Sans se prononcer sur le fond, il est clair que ce rapport est très sévère sur la qualité et les résultats de cette gestion, mais à la limite, peu importe. Ce qui me frappe - et qui me semble très révélateur, c'est la réaction de M. Gaudin qui aurait déclaré "Comme toute oeuvre, elle est critiquable, imparfaite, mais en même temps, nous n'avons pas acheté des voitures par dizaines ou du champagne par hectolitres. Ce que je constate, c'est que ce rapport ne m'entrainera pas au tribunal et, pour moi, c'est là le plus important."

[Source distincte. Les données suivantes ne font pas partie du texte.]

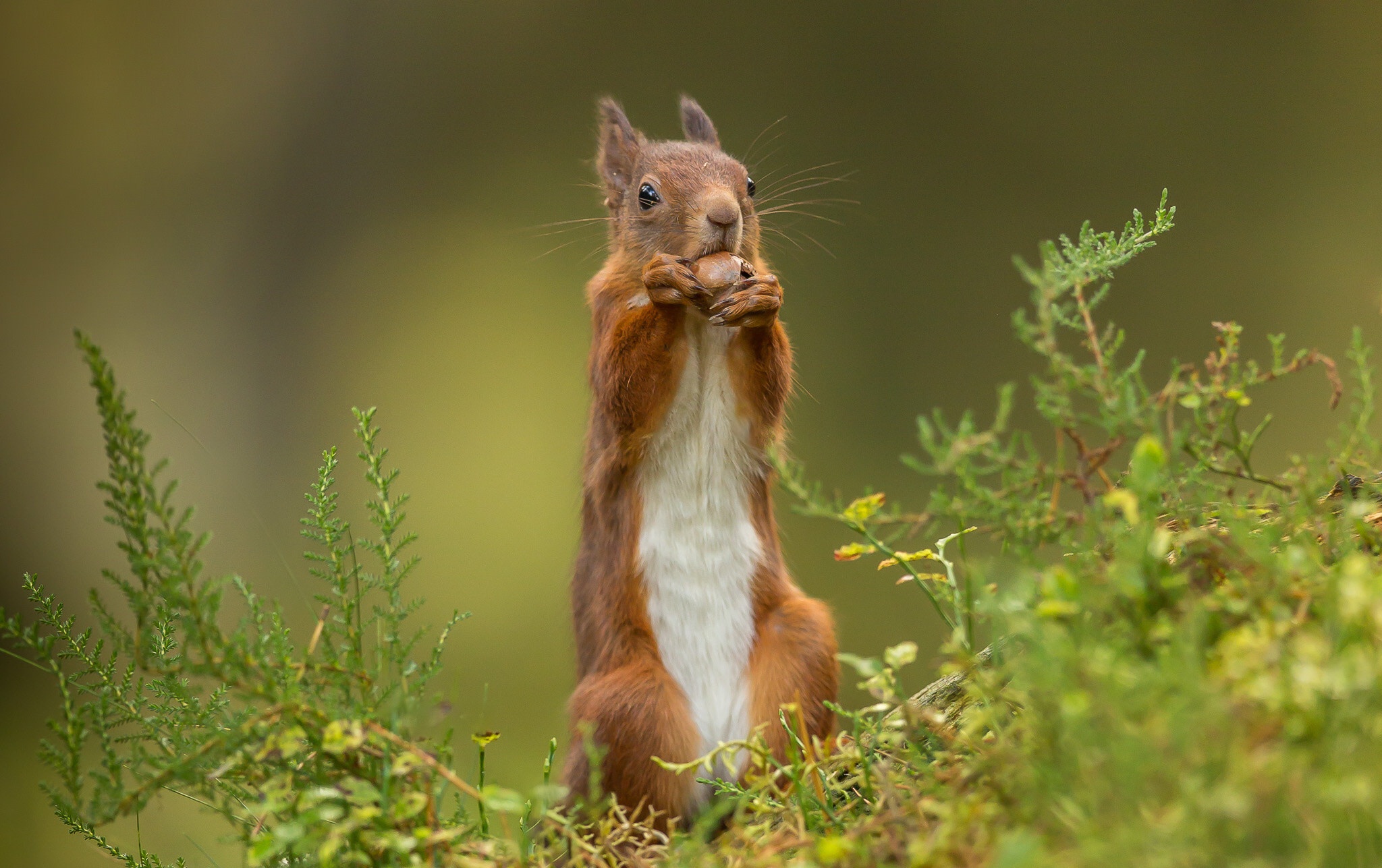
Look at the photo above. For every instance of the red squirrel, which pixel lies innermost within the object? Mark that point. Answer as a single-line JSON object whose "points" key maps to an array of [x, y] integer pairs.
{"points": [[688, 629]]}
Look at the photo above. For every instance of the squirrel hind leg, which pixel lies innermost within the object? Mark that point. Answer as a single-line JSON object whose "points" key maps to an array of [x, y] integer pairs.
{"points": [[794, 662], [630, 715]]}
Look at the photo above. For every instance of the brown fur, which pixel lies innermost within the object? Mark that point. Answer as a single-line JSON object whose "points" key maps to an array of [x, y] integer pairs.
{"points": [[639, 303]]}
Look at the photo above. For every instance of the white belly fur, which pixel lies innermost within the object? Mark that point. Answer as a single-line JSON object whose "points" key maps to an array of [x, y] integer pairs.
{"points": [[698, 545]]}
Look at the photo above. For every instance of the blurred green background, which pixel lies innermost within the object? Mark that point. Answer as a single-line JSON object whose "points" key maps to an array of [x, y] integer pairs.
{"points": [[270, 212]]}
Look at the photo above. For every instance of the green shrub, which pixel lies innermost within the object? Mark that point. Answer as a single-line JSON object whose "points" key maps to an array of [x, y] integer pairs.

On touche là un phénomène assez classique de schizophrénie en matière de responsabilité dite "des décideurs" (publics et privés) : La plupart des responsables (politiques, administratifs, économiques) n'ont pas de mots à assez durs pour stigmatiser les dérives liées à la prétendue "pénalisation" de l'administration / du droit des affaires / des marchés publics / de la santé / de la politique / du sport etc... (rayer les mentions inutiles. S'il y en a). Dans le même temps, ces mêmes responsables avouent avec la candeur de M. Gaudin (mais c'aurait pu être à peu près n'importe quel autre représentant de la classe dirigeante) que, tant qu'ils ne sont pas personnellement traduits en justice (comprendre : poursuivis au pénal), ils ne tiendront pratiquement aucun compte des contrôles externes ou internes susceptibles de remettre en cause leur action...

Cette attitude est plus que largement répandue, tout autant au sein de la classe politique qu'au sein de la haute administration (j'ai déjà eu l'occasion d'évoquer une situation proche à l'égard d'un célèbre haut fonctionnaire). L'absence de sanction pénale est en fait considérée comme un quitus. Peu importe donc qu'on soit incompétent si l'on n'est pas malhonnète (ou du moins que personne n'a réussi le prouver)... Et comme par ailleurs, les instruments de responsabilisation individuelle existants sont pratiquement inusités (vor à titre d'exemple ces quelques considérations sur l'action récursoire ou sur l'activité harassante de la cour de discipline budgétaire). A titre d'exemple, j'ai personnellement plusieurs fois pu constater que seule la menace - parfois très crédible - de poursuites pénales pour favoritisme permettait d'imposer un minimum de discipline en matière de marché publics...

Evidemment, tant que les mentalités publiques seront celles-ci, il sera difficile d'envisager une quelconque dépénalisation autre que faciale car la nature a autant horreur du vide que les électeurs et les contribuables ont horreur de l'irresponsabilité généralisée.